Adiacente all'Aula Absidata si trova la Basilica, precedentemente interpretata come area sacra, invece di uso civile come tutte le basiliche pagane, divisa in quattro navate da colonne con capitelli in stile corinzio-italico.
Sul lato occidentale di essa è il cosiddetto “Antro delle Sorti”, una grotta ricavata artificialmente, ornata da tre nicchioni e pavimentata da un mosaico policromo a soggetto marino.

Lo spazio antistante è pavimentato con un finissimo mosaico bianco, molto simile a quello dell’Aula Absidata, che fa supporre che questa zona in origine fosse coperta.
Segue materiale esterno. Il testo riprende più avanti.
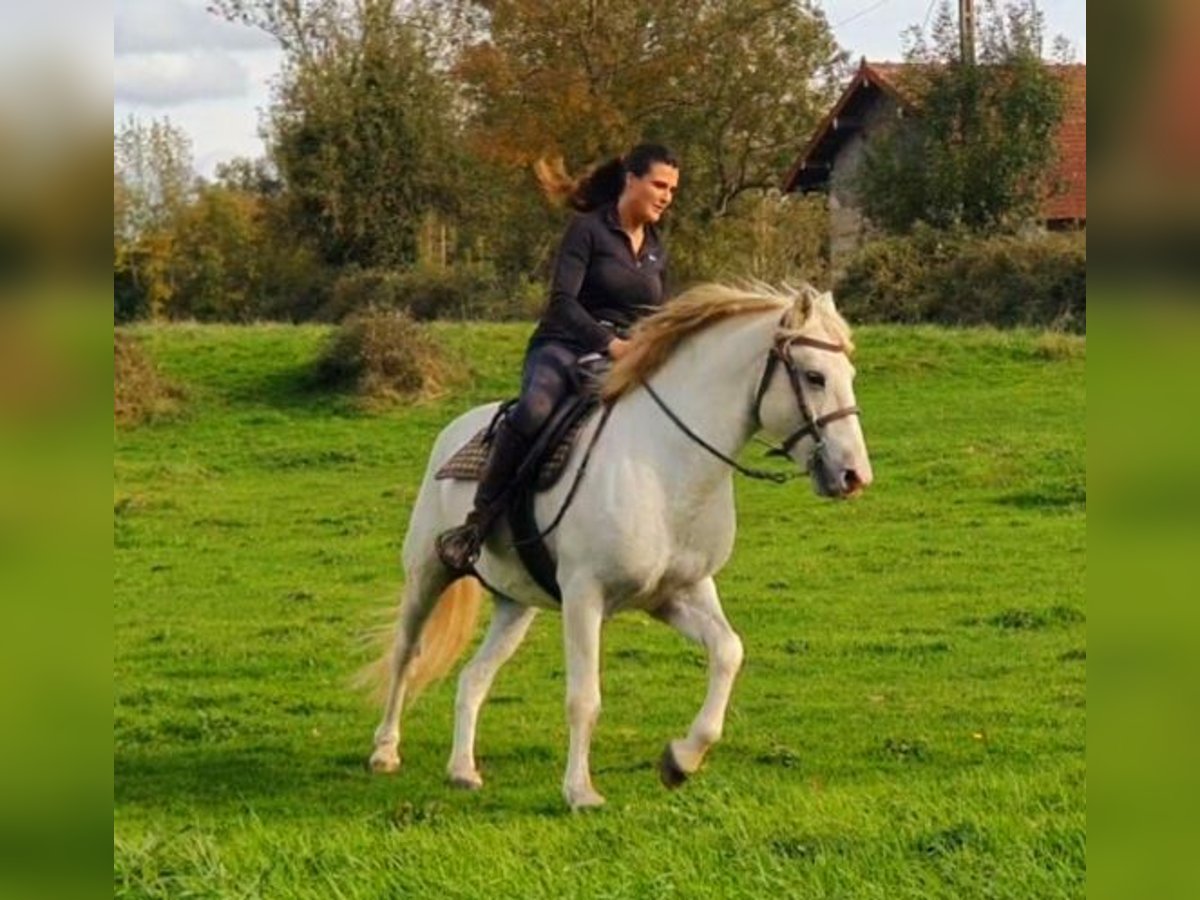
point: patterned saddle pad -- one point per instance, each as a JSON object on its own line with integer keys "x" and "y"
{"x": 467, "y": 463}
Il luogo è stato interpretato come Serapeo, dedicato cioè al culto di Serapide, un culto egizio che risale al II sec. a.c.

RICOSTRUZIONE


IL SANTUARIO DELLA FORTUNA PRIMIGENIA

Nel prezioso monumento sono evidenti, insieme alla perfetta assialità e gli aspetti scenografici legati ai portici e agli ordini, caratteristici della Grecia, l'inserimento del complesso nell'ambiente uniti alle tecniche costruttive romane. 
Vi compaiono infatti, oltre al cementizio che comincia all'inizio del II sec. a.c. gli opus incertum e reticolatum e un primo rudimentale impiego di forme arrotondate che si instaureranno soprattutto nelle terme di età imperiale.
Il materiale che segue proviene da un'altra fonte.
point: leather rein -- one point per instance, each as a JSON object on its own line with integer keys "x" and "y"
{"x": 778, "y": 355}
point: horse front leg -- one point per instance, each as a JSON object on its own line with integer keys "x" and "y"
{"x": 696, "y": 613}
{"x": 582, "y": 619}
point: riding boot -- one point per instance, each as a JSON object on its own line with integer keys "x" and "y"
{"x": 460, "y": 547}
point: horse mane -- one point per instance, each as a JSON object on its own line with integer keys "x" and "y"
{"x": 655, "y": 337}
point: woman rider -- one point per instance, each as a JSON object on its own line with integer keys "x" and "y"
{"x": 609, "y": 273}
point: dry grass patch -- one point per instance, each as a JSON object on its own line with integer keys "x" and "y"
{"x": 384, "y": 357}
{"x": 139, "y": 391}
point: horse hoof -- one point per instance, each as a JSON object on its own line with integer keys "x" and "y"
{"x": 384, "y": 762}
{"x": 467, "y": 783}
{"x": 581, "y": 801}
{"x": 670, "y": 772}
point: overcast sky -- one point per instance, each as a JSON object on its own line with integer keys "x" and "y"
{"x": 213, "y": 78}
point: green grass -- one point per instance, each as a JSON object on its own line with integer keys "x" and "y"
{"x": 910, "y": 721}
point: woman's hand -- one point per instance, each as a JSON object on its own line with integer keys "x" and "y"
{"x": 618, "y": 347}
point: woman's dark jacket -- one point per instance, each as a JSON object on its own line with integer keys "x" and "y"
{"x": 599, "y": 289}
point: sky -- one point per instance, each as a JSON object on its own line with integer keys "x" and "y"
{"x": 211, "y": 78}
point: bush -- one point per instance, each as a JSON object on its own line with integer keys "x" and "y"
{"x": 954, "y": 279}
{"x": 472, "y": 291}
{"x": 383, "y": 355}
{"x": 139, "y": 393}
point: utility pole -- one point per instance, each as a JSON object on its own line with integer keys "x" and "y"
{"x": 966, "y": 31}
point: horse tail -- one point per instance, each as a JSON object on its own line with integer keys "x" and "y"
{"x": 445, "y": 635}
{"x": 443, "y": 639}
NINFEO SULLA PRIMA TERRAZZA
" La chiave dell’architettura romana è il concetto di organismo che deriva dai principi di unità e proporzione umana dell’architettura greca ma non si esaurisce in essi. Dall’unità plastica l’architettura romana giunge all’unità spaziale: l’organismo non è più un oggetto posto in rapporto con la scena naturale e con altre entità volumetriche: diventa anzitutto una forma cava, un contenitore di funzioni, anche molto complesse, organizzate secondo il principio della chiarezza dell’ordine gerarchico. Organismo non è più solo l’edificio ma la sequenza di edifici o la piazza che spesso si chiude, si pensi ai fori imperiali, rifiutando ogni connessione con l’ambiente circostante e definendosi come un organismo architettonico autonomo.
L’organismo è il risultato della fedeltà a leggi predeterminate, a leggi di aggregazione delle parti, basate sull’istituzione di un rapporto di dipendenza le une dalle altre, leggi di equilibrio basate sul valore riassuntivo delle vedute generali e sulla simmetria che accentua la composizine gerarchica traducendo in termini di masse e cavità la struttura articolata e accentrata della organizzazione sociale ed amministrativa dello stato " (G. Picard, Architettura romana).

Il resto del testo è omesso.